Deploying a Serverless application (using Webpack and Babel to support ES2015) to AWS

Pedro Fernando Marquez Soto
A man with no server
3 min readMar 25, 2017

Until now, we know how to start our serverless application in a local environment. We can test it and even save things in a local DynamoDB.

It’s moment to finally deploy to AWS!

The Serverless Framework makes deploying a simple task. Run one command and (as long as you have an AWS key configured in your local environment) all the resources required for your application will be deployed.

However, there are still a few kinks we need to address.

In previous posts I told a half-lie without realizing: AWS supports ES5 in NodeJS, but not completely.
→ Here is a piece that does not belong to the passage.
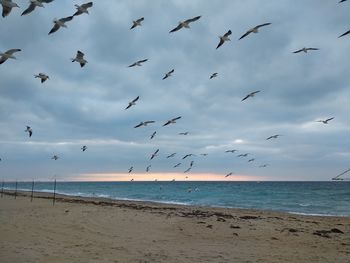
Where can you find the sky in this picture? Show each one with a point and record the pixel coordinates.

In NodeJS 6.10, modules are still not supported.

In our TacoGallery application we are already using “import” instead of “require” to include dependencies. Oh-oh.

Fortunately, Serverless has plugins to use Webpack and Babel to bundle and transpile our application into something AWS can comfortably execute.

The serverless-webpack plugin will build our code when we deploy our application. Install it with the following command:

npm install serverless-webpack --save-dev

Add the following to your serverless.yml file:

plugins:
- serverless-webpack

We already have a .babelrc file from previous posts, but if you don’t, create one:

{ "presets": ["es2015"] }

Just to make sure Webpack has everything it needs to transpile our code correctly, install the following Babel dependencies:

npm i --save-dev babel-loader babel-core babel-preset-es2015

By default, the plugin will look for a webpack.config.js file in the root folder, so let’s add one:

var nodeExternals = require('webpack-node-externals')

module.exports = {
entry: './handler.js',
target: 'node',
externals: [nodeExternals()],
output: {
libraryTarget: 'commonjs',
path: '.webpack',
filename: 'handler.js', // this should match the first part of function handler in serverless.yml
},
module: {
loaders: [
{
test: /\.jsx?$/,
exclude: /node_modules/,
loaders: ["babel-loader"]
}
]
}
};

Note we are importing a dependency webpack-node-externals, and we’re putting it in the externals section of our file. This will prevent Webpack from bundling dependencies in node_modules like AWS, which are already included in AWS Lambda.

However, we do want a few dependencies to be bundled. To control what is bundled and what is not, the serverless-webpack plugin leverages our package.json file to do this filtering: everything in dependencies will be bundled; everything in devDependencies wont:

"dependencies": {
"babel": "^6.23.0",
"babel-core": "^6.23.1",
"babel-preset-es2015": "^6.22.0",
"jsonschema": "^1.1.1",
"serverless-dynamodb-client": "0.0.2",
"uuid": "^3.0.1"
},
"devDependencies": {
"aws-sdk": "^2.20.0",
"babel-core": "^6.24.0",
"babel-loader": "^6.4.1",
"babel-preset-es2015": "^6.24.0",
"chai": "^3.5.0",
"dynalite": "^1.1.1",
"jsonschema": "^1.1.1",
"mocha": "^3.2.0",
"serverless-dynamodb-local": "^0.2.19",
"serverless-offline": "^3.10.2",
"serverless-plugin-simulate": "0.0.10",
"serverless-webpack": "^1.0.0-rc.4",
"webpack-node-externals": "^1.5.4"
}

We can configure where our package.json file’s location is by adding the following property to serverless.yml:

custom:
webpackIncludeModules:
packagePath:
'./package.json'

Before we deploy, make sure your serverless.yml file points to the AWS Region you want your application to be deployed to; and since we’re still on development, set the stage property to dev:

provider:
name:
aws
runtime: nodejs6.10
region: us-east-2
stage: dev

Now, you’re ready to deploy. Execute the following command:

serverless deploy

After a few log lines show in console, you will see the URL where the Serverless Framework deployed our AWS Lambda exposed by the API Gateway.

We have a test enpoint hello which will let us confirm the application was deployed correctly:

Navigate to the URL provided by the Serverless console, plus the URL path “hello”

You can confirm everything is working by navigating to AWS web console, select the Lambda service (make sure you’re in the same Region you choose to deploy) and click on Test:

Successfully executing our Lambda function in the AWS web console

Like we always do, let’s list all the files we changed in this post:

There is big concern here, can you point it out?

Our API Gateway endpoint is not secured! Anyone who knows what our URL is can access it. Since our endpoint connects to DynamoDB, we have an open door to anyone who wants to add data to our application.